A l’opposé des nombreuses conversations avec les Marquisiens ou les touristes, la «robinsonnade» évoquée fait référence à cinq jours passés sur l’île déserte de Motane dans une solitude absolue, jusqu’à ce que le bateau vienne rechercher le narrateur et le ramener à Hiva Oa. À Atuona, il ne reste de Brel qu’une tombe et l’épave de son avion Jojo. Le voyageur poursuit sa route vers les deux îles qui manquent encore à son périple, Tahuata et Nuku Hiva. Les relations qu’il y noue et ses lectures complètent le tableau de ce paradis exotique entaché de côtés sombres: alcoolisme, maltraitance et violence sexuelle contre les femmes, racisme des blancs à l’égard des «barbares» longtemps accusés de cannibalisme.
Les sept chapitres consacrés aux sept îles adaptent leur style aux expériences relatées: si le trait est rapide, énergique et plein d’humour au début (en témoignent les zeugmes tels que «Le soir tombe, et l’oncle William aussi»), il se fait poétique et méditatif lors du séjour sur l’île déserte, et devient mordant ou mélancolique selon l’humeur du voyageur. Celui-ci s’obstine à prendre des sentiers peu battus, au sens propre comme au figuré.

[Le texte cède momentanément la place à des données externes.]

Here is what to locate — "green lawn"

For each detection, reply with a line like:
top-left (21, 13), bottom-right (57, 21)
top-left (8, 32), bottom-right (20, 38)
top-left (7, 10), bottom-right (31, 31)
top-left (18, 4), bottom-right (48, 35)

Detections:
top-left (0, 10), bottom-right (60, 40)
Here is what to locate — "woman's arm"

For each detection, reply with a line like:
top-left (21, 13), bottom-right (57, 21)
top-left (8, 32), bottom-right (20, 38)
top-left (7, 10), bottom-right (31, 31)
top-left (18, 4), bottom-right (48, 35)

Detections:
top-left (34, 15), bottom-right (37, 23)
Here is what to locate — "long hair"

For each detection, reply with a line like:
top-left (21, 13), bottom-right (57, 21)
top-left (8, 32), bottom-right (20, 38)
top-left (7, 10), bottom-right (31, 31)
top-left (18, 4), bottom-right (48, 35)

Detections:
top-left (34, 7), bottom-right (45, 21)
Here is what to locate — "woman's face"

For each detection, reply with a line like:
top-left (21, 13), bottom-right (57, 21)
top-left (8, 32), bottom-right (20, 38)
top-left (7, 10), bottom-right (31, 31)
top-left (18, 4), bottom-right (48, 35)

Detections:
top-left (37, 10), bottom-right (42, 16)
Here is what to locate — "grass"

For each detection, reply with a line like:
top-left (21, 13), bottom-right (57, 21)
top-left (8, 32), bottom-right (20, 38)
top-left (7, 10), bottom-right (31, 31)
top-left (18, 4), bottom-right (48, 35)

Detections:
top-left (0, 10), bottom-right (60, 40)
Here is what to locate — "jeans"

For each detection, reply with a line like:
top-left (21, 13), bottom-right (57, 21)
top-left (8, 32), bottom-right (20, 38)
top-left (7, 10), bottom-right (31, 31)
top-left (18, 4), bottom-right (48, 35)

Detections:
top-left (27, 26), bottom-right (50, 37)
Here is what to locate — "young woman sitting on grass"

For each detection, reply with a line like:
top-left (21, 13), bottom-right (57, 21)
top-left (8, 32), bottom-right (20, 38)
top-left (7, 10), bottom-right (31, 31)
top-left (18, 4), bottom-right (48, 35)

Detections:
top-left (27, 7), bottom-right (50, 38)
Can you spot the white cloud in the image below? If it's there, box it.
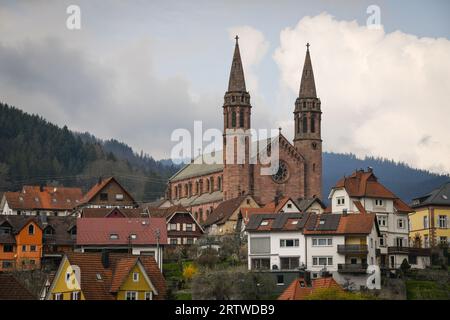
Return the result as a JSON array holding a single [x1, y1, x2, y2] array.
[[274, 13, 450, 172]]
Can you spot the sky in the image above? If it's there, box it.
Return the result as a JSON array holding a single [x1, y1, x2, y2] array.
[[0, 0, 450, 173]]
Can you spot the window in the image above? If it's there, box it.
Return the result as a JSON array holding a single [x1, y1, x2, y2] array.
[[423, 216, 428, 229], [116, 193, 123, 201], [280, 257, 299, 270], [277, 274, 284, 285], [70, 291, 81, 300], [250, 237, 270, 254], [378, 216, 388, 227], [336, 197, 345, 206], [439, 216, 447, 229], [252, 258, 270, 270], [313, 257, 333, 266], [313, 238, 333, 247], [3, 244, 14, 252], [231, 111, 236, 128], [280, 239, 299, 247], [125, 291, 137, 300]]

La suite des différents épisodes pourrait sembler décousue, s’il n’y avait pas, en guise de fil rouge, le thème de la communication, de la circulation de la parole écrite ou orale qui entrelace les dialogues avec les personnes et avec les textes. Des «posts» rapides sur la toile aux lettres d’autrefois attendues pendant trois mois, des discussions animées autour d’une table aux repas pris devant un écran de télévision, le livre est essentiellement tissé de rencontres et témoigne de l’importance de la parole. Au centre du texte, le voyageur se fait tatouer «des caractères plus évocateurs que ces vingt-cinq lettres auxquelles je suis limité pour vous en parler.» La très belle fin du récit, située symétriquement par rapport au début, se passe sur un bateau qui quitte l’île, parfaite image de la société des classes, qui se reflète du pont inférieur au quatrième étage. Un Marquisien s’étant faufilé illégalement jusqu’au bar des riches passagers y joue de la guitare, avant de se saisir du CD que lui tend un touriste admiratif «pour y déposer son autographe». Voilà l’essence de Marquises: les mots manipulent, épinglent et prennent possession du monde, que l’on pense aux noms donnés aux îles par les colons européens, mais ils peuvent aussi inviter à l’échange et en graver une trace.